Digital Cell Sorter (DCS): a cell type identification, anomaly detection, and Hopfield landscapes toolkit for single-cell transcriptomics

Functionality overview and toolkit structure

DCS functionalities include: (i) pre-processing (handling of missing values, removing all-zero genes and cells, converting gene index to a desired convention, normalization, log-transforming); (ii) quality control and batch effects correction; (iii) cells anomaly score quantification; (iv) dimensionality reduction and clustering; (v) cell type annotation; (vi) visualization, and (vii) post-processing analysis.

We classify our tools into three categories: primary processing tools, data query tools, and visualization tools. Primary processing tools consist of functions transforming input files into valid tables and translating gene names to a desired convention, general data pre-processing, dimensionality reduction, and clustering. Cell type identification and anomaly score calculations are also included in the processing tools. Data query Application Programming Interface (API) tools include functions for retrieving gene expression of one or many genes across all cells or in a subset of cells, extraction of new marker genes characteristic of a cell cluster, and other query-type functionalities. Visualization tools include two-dimensional projection, quality control histograms, marker expression projections, marker expression summaries, gene expression heatmaps, individual gene t-texts, cell types assignment matrices, cell types stacked barplots, anomaly scores projections, pDCS null distribution histograms, new markers plots, Sankey diagrams (a.k.a. river plot), and cell type markers summary diagrams.

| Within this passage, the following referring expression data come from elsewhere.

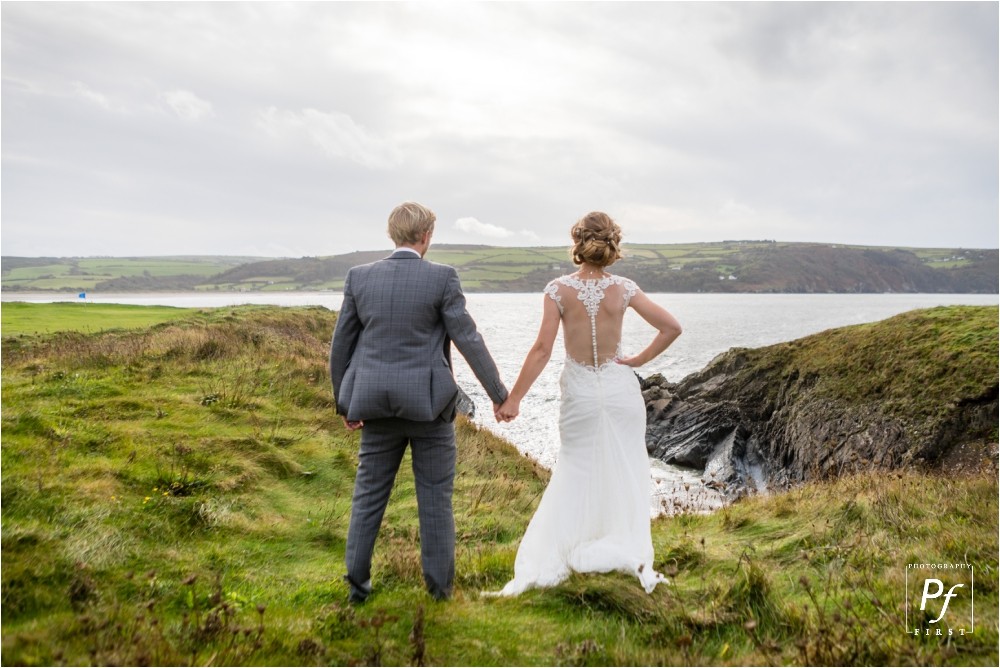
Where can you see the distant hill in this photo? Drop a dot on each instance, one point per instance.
(729, 266)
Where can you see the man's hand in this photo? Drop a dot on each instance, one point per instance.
(507, 411)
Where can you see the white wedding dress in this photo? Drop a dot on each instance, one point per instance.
(594, 514)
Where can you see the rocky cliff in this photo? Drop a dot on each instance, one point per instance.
(919, 389)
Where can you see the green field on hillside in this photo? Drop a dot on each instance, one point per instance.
(17, 318)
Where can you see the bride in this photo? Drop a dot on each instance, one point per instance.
(594, 514)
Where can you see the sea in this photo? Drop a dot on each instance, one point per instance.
(713, 323)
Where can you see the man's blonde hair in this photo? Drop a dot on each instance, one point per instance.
(409, 222)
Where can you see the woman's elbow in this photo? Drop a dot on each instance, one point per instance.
(543, 352)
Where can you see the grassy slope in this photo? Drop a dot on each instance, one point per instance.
(161, 485)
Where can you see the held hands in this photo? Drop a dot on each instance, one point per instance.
(508, 410)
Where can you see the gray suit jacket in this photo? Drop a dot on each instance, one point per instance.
(391, 350)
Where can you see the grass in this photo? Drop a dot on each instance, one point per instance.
(916, 363)
(20, 318)
(179, 494)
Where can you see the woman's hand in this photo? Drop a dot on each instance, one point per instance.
(508, 410)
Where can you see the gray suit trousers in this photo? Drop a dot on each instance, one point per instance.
(433, 451)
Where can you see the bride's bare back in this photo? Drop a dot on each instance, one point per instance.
(592, 312)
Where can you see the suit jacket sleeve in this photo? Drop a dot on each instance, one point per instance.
(461, 329)
(345, 339)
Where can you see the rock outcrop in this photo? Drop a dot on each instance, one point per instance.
(908, 391)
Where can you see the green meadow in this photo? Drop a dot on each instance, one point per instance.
(176, 491)
(20, 318)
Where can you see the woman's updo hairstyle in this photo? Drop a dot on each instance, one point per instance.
(596, 240)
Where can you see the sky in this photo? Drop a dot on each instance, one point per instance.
(292, 129)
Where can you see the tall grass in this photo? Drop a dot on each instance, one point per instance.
(180, 495)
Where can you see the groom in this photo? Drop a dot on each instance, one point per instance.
(390, 364)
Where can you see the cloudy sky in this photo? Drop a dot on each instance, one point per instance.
(291, 129)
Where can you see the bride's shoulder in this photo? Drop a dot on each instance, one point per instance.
(630, 286)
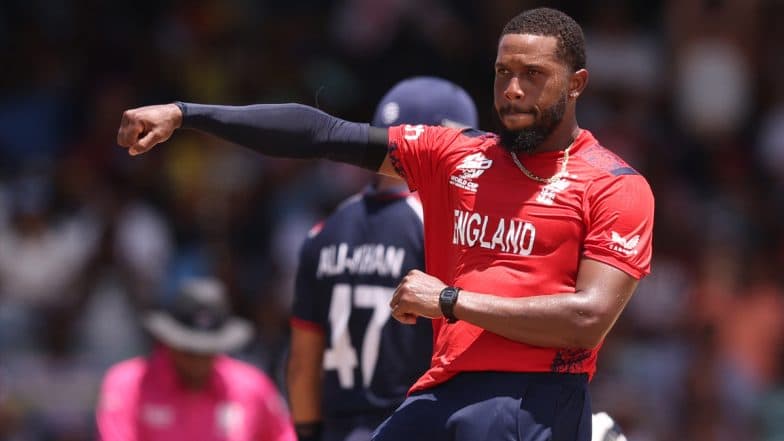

The DCS package is implemented in Python 3 and compatible with a variety of modern operating systems. The source code is deposited at https://github.com/sdomanskyi/DigitalCellSorter. Each new DCS release is archived on Zenodo, and can be installed via PyPI or GitHub, for example, by running command pip install DigitalCellSorter in user’s terminal. The Sphinx-build interactive documentation is available at https://digital-cell-sorter.readthedocs.io and as appendix of the Supplemental Materials. Tutorials and detailed description of each module and function of DCS as well as installation instructions for specific platforms are included in the documentation.

Cell type annotation

After unsupervised clustering, DCS automatically assigns clusters to cell types without relying on an expert curator to interpret the data, or a training data with cells already labeled. DCS uses all the information available in a knowledgebase of characteristic markers for many cell types. While cell type identification by manual interpretation generally provides good results, DCS assures that all the available information, including the presence and absence of markers, is taken into account, and can automatically identify cell types in very large datasets. Moreover, DCS provides statistical significance of the assignments, labeling as unknown clusters for which there is not sufficient information to make an assignment, and provides multiple labels with their associated scores when the expression pattern is consistent with more than one cell type. In DCS, automatic cell type annotation can be obtained using two methods: a voting algorithm and an Hopfield recurrent network classifier.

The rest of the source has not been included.